O decreto foi criado para incentivar a adesão dos detentos ao Ensino básico, mas o objetivo esbarra na falta de infraestrutura. Um levantamento do Ministério da Justiça, feito após solicitação do GLOBO via Lei de Acesso à Informação, mostra que, das 1.410 prisões no país, 40% (565) não têm sequer sala de aula. Estão em desacordo com a Lei 12.245, de 2010, que obriga todas as unidades penais a oferecer Educação básica e profissionalizante a seus internos.

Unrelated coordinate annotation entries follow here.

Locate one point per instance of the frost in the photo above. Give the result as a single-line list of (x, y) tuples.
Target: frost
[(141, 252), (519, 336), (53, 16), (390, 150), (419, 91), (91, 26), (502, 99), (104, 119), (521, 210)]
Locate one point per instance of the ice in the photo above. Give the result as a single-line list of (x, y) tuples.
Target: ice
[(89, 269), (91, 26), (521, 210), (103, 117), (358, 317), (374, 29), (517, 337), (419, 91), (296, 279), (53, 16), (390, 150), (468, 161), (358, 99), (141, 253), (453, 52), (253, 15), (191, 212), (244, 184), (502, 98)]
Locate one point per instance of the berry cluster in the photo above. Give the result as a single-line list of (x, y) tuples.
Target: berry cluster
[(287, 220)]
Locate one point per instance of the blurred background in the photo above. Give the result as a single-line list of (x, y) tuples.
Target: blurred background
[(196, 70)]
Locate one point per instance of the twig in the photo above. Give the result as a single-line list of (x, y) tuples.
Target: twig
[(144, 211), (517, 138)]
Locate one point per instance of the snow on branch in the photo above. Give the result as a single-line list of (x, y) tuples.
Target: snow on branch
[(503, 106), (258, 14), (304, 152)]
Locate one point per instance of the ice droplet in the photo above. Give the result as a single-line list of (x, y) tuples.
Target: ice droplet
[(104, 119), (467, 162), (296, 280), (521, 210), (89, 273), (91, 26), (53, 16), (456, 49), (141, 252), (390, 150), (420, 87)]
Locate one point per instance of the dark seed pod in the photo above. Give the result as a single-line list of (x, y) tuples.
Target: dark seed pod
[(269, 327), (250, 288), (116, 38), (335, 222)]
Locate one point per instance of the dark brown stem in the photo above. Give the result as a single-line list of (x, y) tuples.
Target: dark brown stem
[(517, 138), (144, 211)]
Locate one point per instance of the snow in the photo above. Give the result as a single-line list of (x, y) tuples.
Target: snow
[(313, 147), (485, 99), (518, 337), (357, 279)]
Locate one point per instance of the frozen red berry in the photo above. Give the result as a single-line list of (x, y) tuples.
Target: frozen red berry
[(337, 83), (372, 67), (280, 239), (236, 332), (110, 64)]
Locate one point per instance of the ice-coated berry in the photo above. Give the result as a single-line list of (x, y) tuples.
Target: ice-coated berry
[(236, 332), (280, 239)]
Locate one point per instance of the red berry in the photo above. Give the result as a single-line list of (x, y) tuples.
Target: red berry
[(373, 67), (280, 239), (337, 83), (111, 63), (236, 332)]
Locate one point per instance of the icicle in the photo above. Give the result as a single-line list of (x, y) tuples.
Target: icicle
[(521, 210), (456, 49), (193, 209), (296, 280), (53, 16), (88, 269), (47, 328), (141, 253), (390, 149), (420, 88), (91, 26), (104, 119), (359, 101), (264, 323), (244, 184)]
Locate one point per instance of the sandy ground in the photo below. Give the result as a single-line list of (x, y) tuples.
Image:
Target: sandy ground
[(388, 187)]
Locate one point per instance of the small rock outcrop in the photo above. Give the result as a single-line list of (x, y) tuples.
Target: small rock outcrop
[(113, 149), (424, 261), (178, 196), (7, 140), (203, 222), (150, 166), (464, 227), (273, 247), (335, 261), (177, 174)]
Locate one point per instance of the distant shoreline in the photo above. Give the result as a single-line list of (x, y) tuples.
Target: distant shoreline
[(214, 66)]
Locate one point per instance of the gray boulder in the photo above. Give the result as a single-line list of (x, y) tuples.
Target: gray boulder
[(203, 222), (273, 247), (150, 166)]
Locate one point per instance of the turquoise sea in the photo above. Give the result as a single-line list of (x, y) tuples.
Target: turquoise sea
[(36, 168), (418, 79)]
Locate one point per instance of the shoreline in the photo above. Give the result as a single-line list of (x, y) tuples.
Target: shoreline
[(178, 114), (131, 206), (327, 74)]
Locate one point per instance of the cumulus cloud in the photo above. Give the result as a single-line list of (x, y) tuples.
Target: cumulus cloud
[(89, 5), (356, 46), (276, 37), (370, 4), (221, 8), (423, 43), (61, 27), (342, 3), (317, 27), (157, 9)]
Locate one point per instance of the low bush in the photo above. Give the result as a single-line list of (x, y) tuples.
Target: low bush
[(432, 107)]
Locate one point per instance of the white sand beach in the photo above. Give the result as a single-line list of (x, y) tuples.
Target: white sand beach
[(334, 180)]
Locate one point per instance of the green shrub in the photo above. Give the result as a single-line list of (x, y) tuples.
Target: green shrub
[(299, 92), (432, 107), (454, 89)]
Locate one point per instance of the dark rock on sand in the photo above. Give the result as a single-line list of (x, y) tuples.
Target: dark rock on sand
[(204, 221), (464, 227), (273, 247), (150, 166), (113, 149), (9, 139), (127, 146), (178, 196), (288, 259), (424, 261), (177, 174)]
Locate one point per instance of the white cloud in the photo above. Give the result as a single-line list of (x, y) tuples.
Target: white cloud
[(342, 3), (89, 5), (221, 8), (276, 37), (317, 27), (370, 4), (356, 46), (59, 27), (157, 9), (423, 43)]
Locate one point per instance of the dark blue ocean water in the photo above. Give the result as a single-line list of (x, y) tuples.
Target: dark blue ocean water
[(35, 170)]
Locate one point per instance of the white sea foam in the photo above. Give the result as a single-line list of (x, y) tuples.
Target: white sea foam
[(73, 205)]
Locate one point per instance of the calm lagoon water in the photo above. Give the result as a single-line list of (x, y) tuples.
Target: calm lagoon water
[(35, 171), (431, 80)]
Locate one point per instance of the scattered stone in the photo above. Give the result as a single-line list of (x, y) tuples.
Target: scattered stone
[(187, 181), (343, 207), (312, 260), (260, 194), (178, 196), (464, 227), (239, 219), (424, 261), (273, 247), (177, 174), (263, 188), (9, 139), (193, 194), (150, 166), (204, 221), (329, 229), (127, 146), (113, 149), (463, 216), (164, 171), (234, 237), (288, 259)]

O crescimento do número de estudantes nos últimos dois anos ainda é tímido diante da realidade da população carcerária. Dos 533.027 detentos no Brasil, 88% não têm Ensino básico completo e 45,1% sequer terminaram o Ensino fundamental. Mesmo assim, só 54 mil presos (um em cada dez) estão frequentando salas de aula em instituições penais. Destes, apenas 2,6 mil fazem algum tipo de curso técnico. Os dados do Departamento Penitenciário Nacional (Depen) são de outubro de 2012, os mais atuais em poder do Ministério da Justiça

- Se realmente queremos reintegrar o detento à sociedade, a medida mais eficaz é a Educação. Mas, se todos os presos pedirem para estudar, o sistema penitenciário nacional vai à falência. E aí o governo teria de fazer o quê? Transferir o cara para um presídio com sala de aula ou liberá-lo, porque a Educação é um direito dele - avalia o Professor Roberto da Silva, da Faculdade de Educação da Universidade de São Paulo (USP), especialista em Educação no sistema prisional e ele próprio um ex-detento.

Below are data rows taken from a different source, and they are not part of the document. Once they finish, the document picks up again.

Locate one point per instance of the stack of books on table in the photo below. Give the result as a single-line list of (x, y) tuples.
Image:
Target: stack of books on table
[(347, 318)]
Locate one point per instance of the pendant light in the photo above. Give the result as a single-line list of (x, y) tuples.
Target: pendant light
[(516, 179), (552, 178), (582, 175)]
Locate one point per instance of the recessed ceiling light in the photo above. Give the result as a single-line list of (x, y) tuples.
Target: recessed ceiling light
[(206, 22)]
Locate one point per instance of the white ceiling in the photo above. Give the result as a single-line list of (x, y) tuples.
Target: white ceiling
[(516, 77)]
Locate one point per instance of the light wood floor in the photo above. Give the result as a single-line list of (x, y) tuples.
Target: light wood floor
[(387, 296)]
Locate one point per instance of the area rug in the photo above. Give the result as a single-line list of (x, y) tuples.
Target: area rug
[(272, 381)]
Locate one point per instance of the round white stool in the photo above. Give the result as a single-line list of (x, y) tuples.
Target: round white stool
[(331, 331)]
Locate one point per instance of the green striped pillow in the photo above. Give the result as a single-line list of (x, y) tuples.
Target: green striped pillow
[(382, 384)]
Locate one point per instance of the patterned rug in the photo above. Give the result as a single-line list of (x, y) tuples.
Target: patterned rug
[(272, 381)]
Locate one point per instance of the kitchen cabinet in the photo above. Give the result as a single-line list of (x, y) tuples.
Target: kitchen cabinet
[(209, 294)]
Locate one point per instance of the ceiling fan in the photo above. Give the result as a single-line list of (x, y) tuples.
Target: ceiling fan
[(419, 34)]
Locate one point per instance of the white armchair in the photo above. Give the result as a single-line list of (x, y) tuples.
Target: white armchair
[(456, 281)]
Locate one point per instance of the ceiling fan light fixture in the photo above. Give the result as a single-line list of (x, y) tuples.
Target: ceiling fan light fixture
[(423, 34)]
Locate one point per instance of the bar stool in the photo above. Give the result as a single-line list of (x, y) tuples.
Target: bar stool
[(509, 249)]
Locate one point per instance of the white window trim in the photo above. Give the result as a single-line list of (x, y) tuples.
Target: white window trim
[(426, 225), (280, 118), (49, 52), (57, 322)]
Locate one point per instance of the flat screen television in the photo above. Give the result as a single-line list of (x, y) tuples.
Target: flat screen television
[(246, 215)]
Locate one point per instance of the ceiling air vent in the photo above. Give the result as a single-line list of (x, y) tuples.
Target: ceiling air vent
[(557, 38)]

Rio está abaixo da média nacional
Pela lei de remição penal, o detento pode abater um dia da pena a cada 12 horas de aula. As horas são válidas apenas se divididas em, no mínimo, três dias, para evitar longas jornadas de estudo. A norma engloba penitenciárias, cadeias públicas, hospitais de custódia, colônias agrícolas e outras instituições. E também dá direito à remição para quem trabalha (hoje, 22% dos internos trabalham na prisão).

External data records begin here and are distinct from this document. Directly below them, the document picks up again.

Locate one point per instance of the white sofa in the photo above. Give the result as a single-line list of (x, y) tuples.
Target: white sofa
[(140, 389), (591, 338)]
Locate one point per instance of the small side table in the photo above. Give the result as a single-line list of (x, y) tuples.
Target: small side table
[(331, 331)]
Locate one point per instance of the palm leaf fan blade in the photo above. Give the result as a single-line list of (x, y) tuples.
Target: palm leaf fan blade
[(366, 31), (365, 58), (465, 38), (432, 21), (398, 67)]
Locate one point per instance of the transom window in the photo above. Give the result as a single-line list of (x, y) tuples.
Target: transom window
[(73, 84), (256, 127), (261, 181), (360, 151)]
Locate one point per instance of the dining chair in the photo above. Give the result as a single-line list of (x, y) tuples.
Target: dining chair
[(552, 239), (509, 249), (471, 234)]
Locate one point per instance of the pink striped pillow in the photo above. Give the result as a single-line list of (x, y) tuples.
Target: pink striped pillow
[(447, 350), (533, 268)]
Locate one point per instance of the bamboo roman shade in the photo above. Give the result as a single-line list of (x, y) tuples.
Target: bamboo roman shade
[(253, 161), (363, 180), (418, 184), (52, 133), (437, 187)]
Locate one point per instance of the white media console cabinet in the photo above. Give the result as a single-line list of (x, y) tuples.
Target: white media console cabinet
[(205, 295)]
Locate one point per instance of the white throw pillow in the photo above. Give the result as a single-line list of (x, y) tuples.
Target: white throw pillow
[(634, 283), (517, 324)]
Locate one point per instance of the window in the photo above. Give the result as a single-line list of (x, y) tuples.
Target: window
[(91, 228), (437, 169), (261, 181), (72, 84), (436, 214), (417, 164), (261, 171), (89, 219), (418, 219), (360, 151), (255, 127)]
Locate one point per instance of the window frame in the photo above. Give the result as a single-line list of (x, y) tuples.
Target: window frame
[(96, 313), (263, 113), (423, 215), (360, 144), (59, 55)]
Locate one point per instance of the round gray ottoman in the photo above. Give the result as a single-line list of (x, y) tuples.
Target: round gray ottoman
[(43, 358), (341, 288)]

- Com o aumento da demanda de presos por Educação, o maior desafio é ampliar a oferta. A maioria dos estados tem dificuldades de abrir turmas por falta de espaço e recursos - pondera Mara Fregapani, coordenadora de Reintegração Social e Ensino do Depen.

Segundo ela, o Depen esperava ter, até o fim deste ano, 50 mil presos estudando, número que foi ultrapassado em meados de 2012. Para 2014, o órgão espera ter 60 mil estudantes em salas de aula dentro de instituições penais.

Pelos dados do Depen, alguns estados das regiões Norte e Nordeste têm as piores estatísticas. Em Tocantins, 3,4% dos 2.490 detentos estudam (são 85 Alunos), e, no Rio Grande do Norte, os estudantes representam 1,8% dos 7.295 presos. Já em Pernambuco, 24,3% dos internos frequentam aulas. Mas estados como Rio de Janeiro e São Paulo estão abaixo da média nacional, com 7,9% e 7,2%, respectivamente.

Anderson é um dos 158 estudantes do Esmeraldino Bandeira. O Aluno conta que já deu aulas sobre leituras bíblicas para colegas, mas diz que o ambiente não é dos melhores.
- Costumo ficar muito sozinho aqui. Tem gente que não está a fim de nada. As pessoas vivem esperando um amanhã que não buscam. Procuro as que possam me ensinar e com as quais eu possa aprender - diz.

Segundo o Ministério da Justiça, há no sistema 1.910 Professores para 54.779 detentos - média de 28,6 Alunos porProfessor, considerada ideal pelo Ministério da Educação. A gestora social Flora Daemon deu aulas no Presídio Evaristo de Moraes, em São Cristóvão, e elaborou uma tese de mestrado sobre relações de poder e Educação em penitenciárias.
- Aqui fora, a Escola é vista como um lugar de disciplina. No presídio, é de resgate da liberdade - comenta Flora, que conhece bem o preconceito da sociedade contra o presidiário. - Uma vez ouvi de um agente: "Meu filho lá fora sem Escola e a senhora aqui, dando aula para vagabundo".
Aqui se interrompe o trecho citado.